Lies Marcoes Natsir, Direktur Eksekutif Yayasan Rumah Kitab menceritakan satu kenangan bersama almarhum Presiden Indonesia keempat, Abdurrahmah Wahid alias Gus Dur. Dia ingat, suatu saat berada dalam forum seminar bersama Gus Dur di Erasmus Huis.
Tokoh Nahdlatul Ulama (NU) itu mengatakan, di banyak negara Islam, belum tentu perempuan diberi tempat sebaik di Indonesia. Di mana kondisi itu adalah konsekuensi logis, sejak adanya pesantren putri dan perempuan bisa masuk ke perguruan tinggi Islam. Langkah itu, membawa mereka ke banyak pilihan, seperti Fakultas Syariah, yang akhirnya memungkinkan perempuan menjadi hakim.
“Sesuatu yang di negara Islam lain tidak mungkin, pada waktu itu tahun 1957, perempuan bisa menjadi hakim. Jadi, penerimaan perempuan ada di ruang publik dan menduduki peran-peran yang strategis hampir tanpa diskriminasi, itu adalah satu ciri penerimaan atau kesesuaian Islam dan demokrasi,” ujar Lies.
Kenangan itu dipaparkan Lies dalam forum yang juga digelar Erasmus Huis dalam bingkai AE Priyono Democracy Forum, Jumat (16/10) sore.
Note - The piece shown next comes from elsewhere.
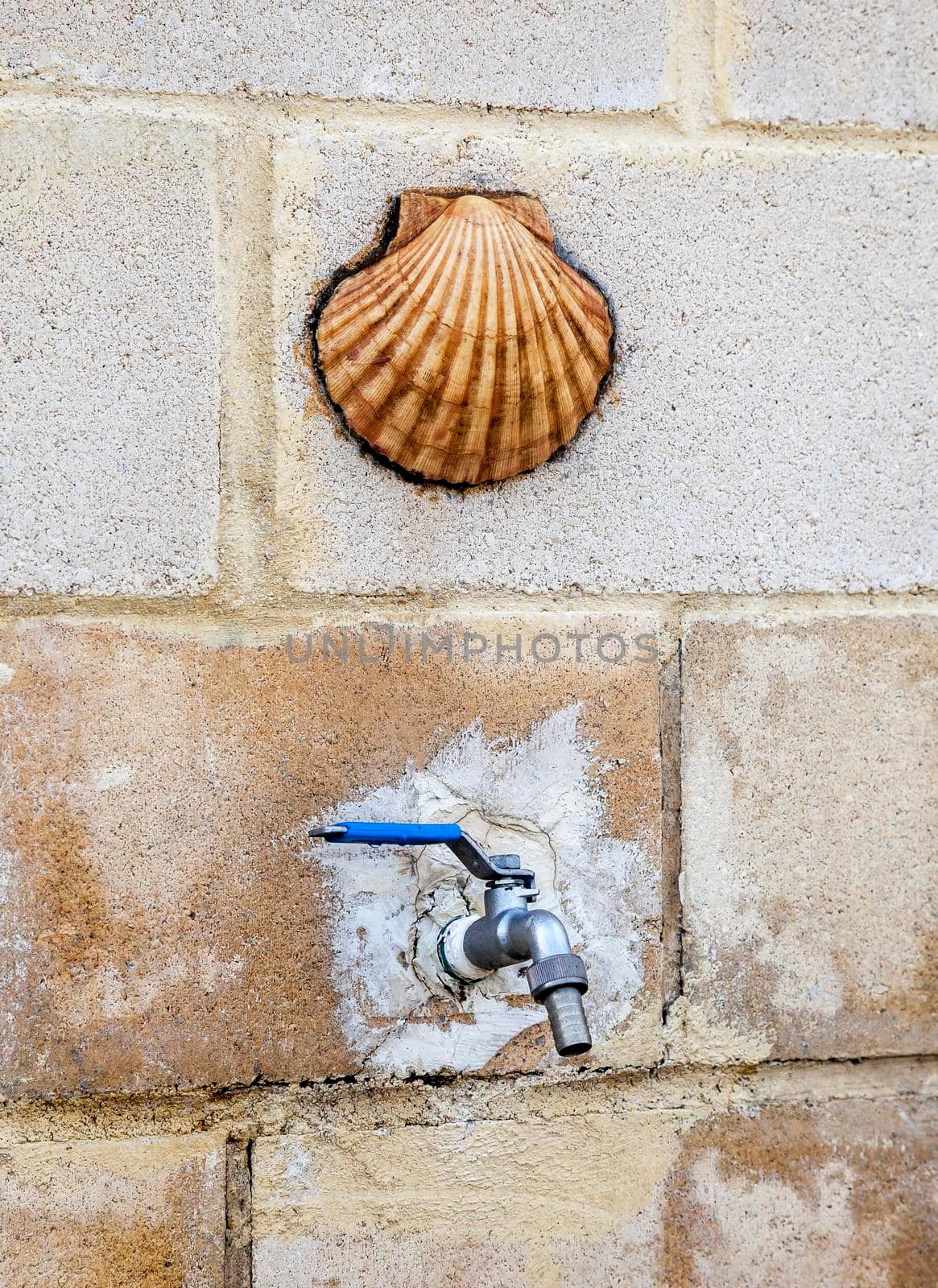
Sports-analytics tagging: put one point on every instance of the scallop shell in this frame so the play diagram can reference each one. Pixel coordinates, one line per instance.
(470, 351)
Kali ini, forum berbincang mengenai Islam dan Demokrasi: Kebebasan Individual dan Keadilan Sosial di Indonesia.
Moderat Sejak Lama
Lies ingin meyakinkan publik, bahwa Islam di Indonesia sejak lama sebenarnya bersifat moderat atau yang disebut sebagai washatiyah. Sikap moderat itu menjadi pilar yang menjamin perkembangan dan bersemainya demokrasi.
Faktornya, kata Lies, antara lain karena Indonesia memiliki dua organisasi sipil Islam yang kuat, yaitu NU dan Muhammadiyah. Indonesia juga memiliki pesantren, sebagai subculture dari Islam, dimana perempuan yang diwakili figur Bu Nyai, berperan sangat penting. Faktor ketiga, menurut Lies, Indonesia memiliki perguruan tinggi Islam, dimana moderasi beragama dikembangkan. Paling penting dari itu, salah satu ciri khas Islam di Indonesia, dimana demokrasi bisa berkembang, karena perempuan mendapatkan tempat di ruang publik.
Sayangnya, dalam periode Orde Baru, kondisi justru berubah. Dalam ideologi yang memadukan pengaruh Jawa dan militer, kata Lies, perempuan dipindah perannya ke belakang, yang dikenal dengan istilah "konco wingking".
“Yang paling menyedihkan, saya kira, sehingga kita punya masalah sekarang, di era Orde Baru kita tidak diberi kesempatan melakukan kontestasi, dengan pandangan-pandangan yang datang dari Islam,” tambah Lies.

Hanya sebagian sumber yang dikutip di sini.